Every year it seems we have the same problem: It takes at least the first couple of winter storms for people to remember how to drive on icy or snow-covered roads.

This past weekend law enforcement agencies around the region, and in fact all over the state, responded to a multitude of vehicle crashes caused by people driving too fast for the conditions. In many of the crashes reported by the Reformer the driver in question slid and veered into the opposite lane. Some hit guardrails, embankments or mile markers, but a few also hit a vehicle coming from the other direction, causing injury and property damage not only to themselves but to others as well.

Fortunately, no one was seriously hurt or killed in any of these incidents, but that’s just pure luck that the outcomes weren’t more deadly.

Perhaps many of these drivers thought the roads weren’t that bad because it was a relatively mild storm and not the 6 to 12 inches we might get during a typical winter storm in northern New England. Or maybe they figured because they had all-wheel or four-wheel drive that they were impervious to the sleet and freezing rain.

Both are dangerous misconceptions. The wintery mix from the weekend storm is in many ways more hazardous than mere snow because it can produce spots of black ice that are more difficult to see and maneuver through -- even for those with all-wheel or four-wheel drive.

"People are driving as if the pavement is blacktop and sticky, and it doesn’t work," said Captain Ray Keefe, troop commander of Troop D of the Vermont State Police.

He said people were driving at a speed too fast for the existing conditions, operating with tires that are not suitable for the winter and failing to exercise common sense in hazardous conditions. He said if people don’t need to drive during a winter storm then they should stay home, and if they do need to be on the roads they should set the right speed.

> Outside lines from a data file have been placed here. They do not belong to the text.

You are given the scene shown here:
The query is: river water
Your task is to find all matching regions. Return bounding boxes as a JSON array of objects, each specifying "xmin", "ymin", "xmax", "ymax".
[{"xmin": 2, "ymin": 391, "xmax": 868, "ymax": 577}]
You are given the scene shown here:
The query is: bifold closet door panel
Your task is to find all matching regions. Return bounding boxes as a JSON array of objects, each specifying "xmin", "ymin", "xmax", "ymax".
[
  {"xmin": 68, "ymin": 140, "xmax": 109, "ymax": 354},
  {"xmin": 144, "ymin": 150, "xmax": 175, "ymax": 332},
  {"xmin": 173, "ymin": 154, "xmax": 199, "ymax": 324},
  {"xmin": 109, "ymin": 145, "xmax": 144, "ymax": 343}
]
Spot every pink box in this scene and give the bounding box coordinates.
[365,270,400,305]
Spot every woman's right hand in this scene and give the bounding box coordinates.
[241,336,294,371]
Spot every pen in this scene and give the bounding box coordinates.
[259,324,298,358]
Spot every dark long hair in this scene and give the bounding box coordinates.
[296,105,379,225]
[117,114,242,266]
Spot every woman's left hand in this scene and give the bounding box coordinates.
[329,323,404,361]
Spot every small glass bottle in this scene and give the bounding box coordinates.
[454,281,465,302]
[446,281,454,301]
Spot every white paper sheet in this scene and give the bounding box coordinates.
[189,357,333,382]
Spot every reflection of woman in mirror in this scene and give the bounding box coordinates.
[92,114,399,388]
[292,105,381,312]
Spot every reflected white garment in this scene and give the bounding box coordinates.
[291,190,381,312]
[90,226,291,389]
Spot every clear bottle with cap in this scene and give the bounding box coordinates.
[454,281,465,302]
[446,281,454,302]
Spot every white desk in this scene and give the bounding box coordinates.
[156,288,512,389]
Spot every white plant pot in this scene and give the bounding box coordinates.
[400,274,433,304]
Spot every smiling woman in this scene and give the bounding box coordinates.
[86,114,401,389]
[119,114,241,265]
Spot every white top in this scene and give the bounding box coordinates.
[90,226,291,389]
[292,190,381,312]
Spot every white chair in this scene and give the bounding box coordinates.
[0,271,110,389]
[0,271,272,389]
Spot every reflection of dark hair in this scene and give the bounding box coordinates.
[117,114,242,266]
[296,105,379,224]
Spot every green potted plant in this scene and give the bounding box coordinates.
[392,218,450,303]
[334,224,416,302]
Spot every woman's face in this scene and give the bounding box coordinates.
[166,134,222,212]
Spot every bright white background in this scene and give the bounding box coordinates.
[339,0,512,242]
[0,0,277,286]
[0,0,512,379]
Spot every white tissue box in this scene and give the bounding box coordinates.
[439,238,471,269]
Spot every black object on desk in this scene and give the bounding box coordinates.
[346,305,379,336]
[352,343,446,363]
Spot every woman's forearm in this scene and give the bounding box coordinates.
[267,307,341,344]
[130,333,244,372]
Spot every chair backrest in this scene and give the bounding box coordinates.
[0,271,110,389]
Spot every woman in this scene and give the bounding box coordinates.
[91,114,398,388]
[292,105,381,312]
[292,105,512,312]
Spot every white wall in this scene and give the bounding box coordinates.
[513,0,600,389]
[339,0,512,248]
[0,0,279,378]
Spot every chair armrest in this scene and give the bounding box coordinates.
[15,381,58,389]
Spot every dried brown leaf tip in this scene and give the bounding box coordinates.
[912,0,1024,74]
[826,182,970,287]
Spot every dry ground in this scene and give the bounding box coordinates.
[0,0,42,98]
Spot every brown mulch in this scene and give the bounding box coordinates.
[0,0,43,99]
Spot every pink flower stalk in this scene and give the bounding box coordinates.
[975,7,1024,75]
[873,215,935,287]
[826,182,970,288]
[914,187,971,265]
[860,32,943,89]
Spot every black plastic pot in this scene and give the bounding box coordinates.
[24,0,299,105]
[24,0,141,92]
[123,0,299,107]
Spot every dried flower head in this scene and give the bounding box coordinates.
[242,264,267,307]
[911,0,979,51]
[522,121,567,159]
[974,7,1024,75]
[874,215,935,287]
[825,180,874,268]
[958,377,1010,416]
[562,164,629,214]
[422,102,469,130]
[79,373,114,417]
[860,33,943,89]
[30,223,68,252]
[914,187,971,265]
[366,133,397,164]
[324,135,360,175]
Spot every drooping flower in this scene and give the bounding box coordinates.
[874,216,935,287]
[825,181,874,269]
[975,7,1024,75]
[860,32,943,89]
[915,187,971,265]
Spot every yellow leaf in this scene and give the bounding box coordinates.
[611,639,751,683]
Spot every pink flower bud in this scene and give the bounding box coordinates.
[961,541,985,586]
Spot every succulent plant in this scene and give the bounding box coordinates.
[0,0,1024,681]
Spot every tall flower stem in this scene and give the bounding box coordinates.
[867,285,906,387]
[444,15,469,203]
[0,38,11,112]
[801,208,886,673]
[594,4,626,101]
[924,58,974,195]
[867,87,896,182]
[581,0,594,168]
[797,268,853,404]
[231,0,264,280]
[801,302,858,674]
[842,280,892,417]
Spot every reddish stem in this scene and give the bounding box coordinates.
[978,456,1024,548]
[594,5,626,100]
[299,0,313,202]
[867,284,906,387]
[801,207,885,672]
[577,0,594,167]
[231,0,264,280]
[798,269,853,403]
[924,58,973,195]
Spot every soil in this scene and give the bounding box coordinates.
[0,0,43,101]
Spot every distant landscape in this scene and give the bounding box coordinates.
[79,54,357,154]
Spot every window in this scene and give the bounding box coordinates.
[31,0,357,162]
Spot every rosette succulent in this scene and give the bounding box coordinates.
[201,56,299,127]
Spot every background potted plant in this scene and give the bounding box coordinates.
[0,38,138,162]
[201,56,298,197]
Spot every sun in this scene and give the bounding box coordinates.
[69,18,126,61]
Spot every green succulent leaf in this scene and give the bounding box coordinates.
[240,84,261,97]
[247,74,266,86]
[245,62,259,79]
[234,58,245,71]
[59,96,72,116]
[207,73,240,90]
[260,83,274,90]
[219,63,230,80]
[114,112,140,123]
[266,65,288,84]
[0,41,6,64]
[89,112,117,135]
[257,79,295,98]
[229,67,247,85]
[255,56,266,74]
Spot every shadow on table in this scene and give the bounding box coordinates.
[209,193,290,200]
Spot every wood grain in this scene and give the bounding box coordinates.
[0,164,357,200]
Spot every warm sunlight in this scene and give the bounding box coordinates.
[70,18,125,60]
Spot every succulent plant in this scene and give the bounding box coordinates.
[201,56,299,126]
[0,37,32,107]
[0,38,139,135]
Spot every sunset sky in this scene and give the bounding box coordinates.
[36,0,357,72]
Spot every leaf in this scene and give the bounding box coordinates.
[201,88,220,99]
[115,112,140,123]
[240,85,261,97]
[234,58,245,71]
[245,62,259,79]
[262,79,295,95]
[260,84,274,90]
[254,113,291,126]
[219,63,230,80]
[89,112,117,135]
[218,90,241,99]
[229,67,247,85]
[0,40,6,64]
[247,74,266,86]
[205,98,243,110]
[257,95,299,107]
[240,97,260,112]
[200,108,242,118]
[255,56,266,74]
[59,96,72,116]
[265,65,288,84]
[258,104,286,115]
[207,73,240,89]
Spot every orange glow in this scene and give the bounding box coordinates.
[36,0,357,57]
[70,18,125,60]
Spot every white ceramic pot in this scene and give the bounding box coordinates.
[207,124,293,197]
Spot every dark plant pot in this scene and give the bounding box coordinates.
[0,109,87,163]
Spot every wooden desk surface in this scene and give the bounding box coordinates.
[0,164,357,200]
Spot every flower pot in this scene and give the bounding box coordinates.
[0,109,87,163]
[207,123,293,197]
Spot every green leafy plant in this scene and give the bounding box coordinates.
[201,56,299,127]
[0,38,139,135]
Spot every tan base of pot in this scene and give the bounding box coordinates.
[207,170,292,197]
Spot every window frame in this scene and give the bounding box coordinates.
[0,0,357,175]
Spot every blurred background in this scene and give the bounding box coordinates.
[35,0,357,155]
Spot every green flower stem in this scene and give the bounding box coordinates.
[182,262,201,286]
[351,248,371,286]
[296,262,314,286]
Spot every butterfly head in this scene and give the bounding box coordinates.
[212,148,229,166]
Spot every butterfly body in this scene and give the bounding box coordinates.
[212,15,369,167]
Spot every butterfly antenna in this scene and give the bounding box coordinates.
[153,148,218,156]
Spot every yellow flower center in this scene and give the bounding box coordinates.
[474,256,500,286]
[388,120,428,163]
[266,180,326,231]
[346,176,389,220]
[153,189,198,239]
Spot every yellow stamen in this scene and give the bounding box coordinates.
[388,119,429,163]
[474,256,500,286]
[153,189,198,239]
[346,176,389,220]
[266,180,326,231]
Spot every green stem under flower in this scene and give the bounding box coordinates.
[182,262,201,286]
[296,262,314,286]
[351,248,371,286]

The general rule of thumb is to drive at least 10 to 15 mph under the posted speed limit during icy conditions. Allow yourself extra driving time so you’re not rushed. And be sure to leave at least three times more space between you and the driver in front so you have more time to react if the other driver starts to slide. And for goodness sake, if other drivers are being cautious and going extra slow don’t tailgate them in an attempt to get them to speed up. All that does is stress out the other driver, and you’re also blinding him or her with your headlights, both of which increase the risk of an accident.

If all of this extra caution and slow driving make you late, so what. It’s better to arrive late than not at all.